Tuesday's launch was of "great strategic significance", the official Korean Central News Agency said, as the North seeks to increase its defence capabilities a "thousand-fold".
Hypersonic missiles move far faster and are more agile than standard ones, making them much harder for missile defence systems -- on which the US is spending billions -- to intercept.
The launch from Jagang province "confirmed the navigational control and stability of the missile", along with "guiding manoeuvrability and the gliding flight characteristics of the detached hypersonic gliding warhead" and the engine, according to KCNA, which called it the Hwasong-8.
The launch was watched by top official Pak Jong Chon, it said, making no mention of leader Kim Jong Un.
The official Rodong Sinmun newspaper carried a picture of the weapon -- with a set of guidance fins at the base of its nose cone -- ascending into the morning sky.
There was no confirmation of the missile type from Seoul.
Hypersonic missiles are generally defined as travelling more than five times the speed of sound, or Mach 5, but South Korea's Joint Chiefs of Staff have -- unlike their normal practice -- not yet announced the weapon's maximum altitude and flight distance.
The South Korean and US militaries were "capable of detecting and intercepting it", they said in a statement Wednesday.
"Based on an assessment of its characteristics such as speed, it is at an initial phase of development and will take a considerable time to be deployed," they added.
- 'Top priority' -
Both Koreas are building up their weapons capabilities in what could become an arms race on the peninsula, with ramifications for neighbouring Japan, China and the wider region.
North Korea, which invaded the South in 1950, is under multiple sets of international sanctions over its banned nuclear weapon and ballistic missile programmes, and earlier this month said it had tested a long-range cruise missile.
Developing the hypersonic missile was one of five "top priority" tasks in the five-year plan for strategic weapons, KCNA said.
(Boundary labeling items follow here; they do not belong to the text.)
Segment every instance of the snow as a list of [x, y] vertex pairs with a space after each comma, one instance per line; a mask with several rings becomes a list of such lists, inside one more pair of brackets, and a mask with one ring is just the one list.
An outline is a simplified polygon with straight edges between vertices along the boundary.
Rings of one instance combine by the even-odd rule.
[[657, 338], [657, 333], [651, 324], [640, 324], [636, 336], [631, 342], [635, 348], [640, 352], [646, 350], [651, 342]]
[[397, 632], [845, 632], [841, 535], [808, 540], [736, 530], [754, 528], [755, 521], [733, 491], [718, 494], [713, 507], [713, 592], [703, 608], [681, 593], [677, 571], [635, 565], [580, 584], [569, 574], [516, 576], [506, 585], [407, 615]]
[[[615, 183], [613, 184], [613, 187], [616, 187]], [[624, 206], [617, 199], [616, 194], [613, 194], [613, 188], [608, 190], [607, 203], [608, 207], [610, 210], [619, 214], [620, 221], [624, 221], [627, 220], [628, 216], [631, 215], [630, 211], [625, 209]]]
Since inheriting power following the death of his father nearly 10 years ago, Kim has overseen rapid improvements in the North Korean arsenal, including developing intercontinental ballistic missiles (ICBMs) that can reach the whole of the continental United States and its most powerful nuclear test to date.
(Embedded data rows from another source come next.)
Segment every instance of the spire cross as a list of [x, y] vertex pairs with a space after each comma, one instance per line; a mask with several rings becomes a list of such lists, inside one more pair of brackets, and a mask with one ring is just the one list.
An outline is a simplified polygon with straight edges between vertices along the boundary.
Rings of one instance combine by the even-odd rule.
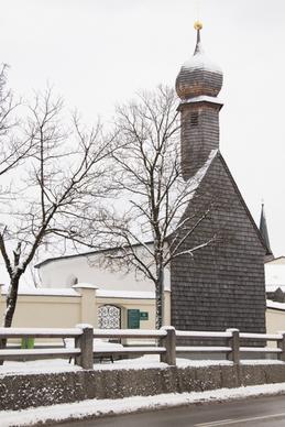
[[195, 28], [195, 30], [197, 30], [197, 42], [196, 42], [196, 47], [195, 47], [195, 52], [194, 52], [194, 55], [196, 55], [197, 53], [201, 52], [200, 30], [202, 29], [202, 23], [200, 21], [196, 21], [194, 23], [194, 28]]

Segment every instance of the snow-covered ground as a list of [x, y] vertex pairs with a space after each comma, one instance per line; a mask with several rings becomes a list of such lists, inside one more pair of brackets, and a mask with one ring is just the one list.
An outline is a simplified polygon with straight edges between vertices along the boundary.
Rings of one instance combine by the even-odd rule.
[[0, 412], [1, 427], [32, 426], [37, 423], [64, 421], [108, 414], [128, 414], [142, 409], [162, 409], [205, 402], [224, 402], [250, 396], [285, 393], [285, 383], [220, 388], [209, 392], [169, 393], [156, 396], [135, 396], [120, 399], [89, 399], [73, 404], [41, 406], [37, 408]]
[[[244, 360], [243, 364], [284, 364], [278, 360]], [[209, 365], [231, 365], [232, 362], [227, 360], [189, 360], [189, 359], [176, 359], [176, 364], [179, 368], [187, 366], [209, 366]], [[96, 371], [102, 370], [125, 370], [125, 369], [165, 369], [168, 365], [160, 362], [160, 357], [156, 354], [146, 354], [136, 359], [123, 359], [117, 360], [111, 363], [109, 360], [102, 361], [102, 363], [95, 363], [94, 369]], [[67, 371], [80, 371], [80, 366], [76, 366], [73, 362], [68, 363], [66, 359], [51, 359], [51, 360], [36, 360], [28, 362], [4, 362], [0, 366], [0, 377], [7, 374], [33, 374], [33, 373], [53, 373], [53, 372], [67, 372]]]

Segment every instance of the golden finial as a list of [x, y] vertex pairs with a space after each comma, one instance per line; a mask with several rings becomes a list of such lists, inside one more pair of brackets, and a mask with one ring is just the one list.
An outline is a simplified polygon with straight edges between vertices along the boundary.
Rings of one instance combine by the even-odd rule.
[[202, 29], [202, 23], [201, 23], [201, 21], [196, 21], [196, 22], [194, 23], [194, 28], [195, 28], [195, 30], [201, 30], [201, 29]]

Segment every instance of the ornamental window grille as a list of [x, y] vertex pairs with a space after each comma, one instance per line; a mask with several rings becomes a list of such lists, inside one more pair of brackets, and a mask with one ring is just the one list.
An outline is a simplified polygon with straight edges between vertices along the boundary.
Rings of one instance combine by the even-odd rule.
[[199, 118], [198, 112], [191, 112], [191, 114], [190, 114], [190, 124], [193, 127], [197, 127], [198, 125], [198, 118]]
[[98, 326], [100, 329], [120, 329], [121, 309], [111, 305], [100, 307], [98, 309]]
In January, Kim offered a shopping list of goals that included hypersonic warheads, nuclear-powered submarines, reconnaissance satellites and solid-fuel ICBMs at a five-yearly ruling party congress in which he described the United States as his country's "principal enemy".
Lim Eul-chul, a professor at the Institute for Far Eastern Studies at Kyungnam University, said North Korea was looking to use its weapons development "as a means to make room for diplomatic manoeuvering as well as enhancing military posture".
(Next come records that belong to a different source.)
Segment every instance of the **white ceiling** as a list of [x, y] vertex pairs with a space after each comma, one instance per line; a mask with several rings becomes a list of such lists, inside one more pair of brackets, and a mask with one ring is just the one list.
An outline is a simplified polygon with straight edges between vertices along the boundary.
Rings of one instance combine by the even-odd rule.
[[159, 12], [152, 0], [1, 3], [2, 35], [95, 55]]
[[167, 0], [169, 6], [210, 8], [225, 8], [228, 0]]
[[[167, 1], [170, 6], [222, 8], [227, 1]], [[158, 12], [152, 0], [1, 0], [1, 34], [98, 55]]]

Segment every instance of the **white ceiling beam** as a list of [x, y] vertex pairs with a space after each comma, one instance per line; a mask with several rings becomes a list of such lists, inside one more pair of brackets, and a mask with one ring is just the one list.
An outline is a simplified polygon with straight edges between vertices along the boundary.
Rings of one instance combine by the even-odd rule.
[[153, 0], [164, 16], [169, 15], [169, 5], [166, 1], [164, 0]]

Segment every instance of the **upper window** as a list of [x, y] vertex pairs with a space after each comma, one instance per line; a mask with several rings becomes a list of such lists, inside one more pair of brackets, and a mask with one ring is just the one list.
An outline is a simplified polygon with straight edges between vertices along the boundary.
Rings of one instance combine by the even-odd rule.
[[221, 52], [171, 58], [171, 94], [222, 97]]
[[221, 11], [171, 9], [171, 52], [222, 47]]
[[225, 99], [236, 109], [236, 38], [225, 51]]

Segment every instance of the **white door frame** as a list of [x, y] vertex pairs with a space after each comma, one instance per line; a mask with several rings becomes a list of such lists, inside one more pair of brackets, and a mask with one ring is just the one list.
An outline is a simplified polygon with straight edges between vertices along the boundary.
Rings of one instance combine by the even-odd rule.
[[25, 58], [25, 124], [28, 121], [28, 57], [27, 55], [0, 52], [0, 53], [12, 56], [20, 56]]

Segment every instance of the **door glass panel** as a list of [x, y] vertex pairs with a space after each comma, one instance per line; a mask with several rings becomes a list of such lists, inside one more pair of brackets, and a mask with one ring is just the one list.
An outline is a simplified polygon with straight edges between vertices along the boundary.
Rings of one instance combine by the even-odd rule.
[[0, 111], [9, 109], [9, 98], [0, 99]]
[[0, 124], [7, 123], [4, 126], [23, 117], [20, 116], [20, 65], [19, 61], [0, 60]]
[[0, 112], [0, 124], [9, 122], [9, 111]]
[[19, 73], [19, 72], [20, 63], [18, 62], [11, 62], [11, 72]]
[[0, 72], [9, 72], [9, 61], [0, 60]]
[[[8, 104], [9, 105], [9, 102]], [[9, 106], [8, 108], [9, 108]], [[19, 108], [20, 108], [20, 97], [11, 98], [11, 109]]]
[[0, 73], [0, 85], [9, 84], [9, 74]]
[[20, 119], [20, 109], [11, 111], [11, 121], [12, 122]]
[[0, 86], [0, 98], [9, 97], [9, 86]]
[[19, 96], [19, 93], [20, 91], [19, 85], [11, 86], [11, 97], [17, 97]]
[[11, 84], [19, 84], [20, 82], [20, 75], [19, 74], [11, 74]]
More launches could be expected in the future, he added: "In a way, the North's recent behaviour is very predictable.
"They had signalled military actions and are now executing them step by step."
- Submarine launch -
Seoul is also spending billions on military development and this month successfully test-fired a submarine-launched ballistic missile (SLBM) for the first time, making it one of a handful of nations with the advanced technology.
On Tuesday, it held a ceremony to launch its third submarine capable of carrying SLBMs.
Washington and Seoul are security allies and the United States stations around 28,500 troops in the South to protect it from its neighbour.
Talks between Pyongyang and Washington have been largely at a standstill since a 2019 summit in Hanoi between leader Kim and then-president Donald Trump collapsed over sanctions relief and what North Korea would be willing to give up in return.
Pyongyang has since then repeatedly excoriated the South and its president Moon, and blown up a liaison office on its side of the border that Seoul had built.
In recent days, however, leader Kim's influential sister Kim Yo Jong has dangled the prospect of an inter-Korean summit.
The administration of President Joe Biden -- which condemned Tuesday's launch as a sanctions violation and a threat to the international community -- has repeatedly said it is willing to meet North Korean officials anywhere, at any time, without preconditions, in its efforts to seek denuclearisation.
But North Korea has not shown any willingness to give up its arsenal, which it says it needs to defend itself against a US invasion.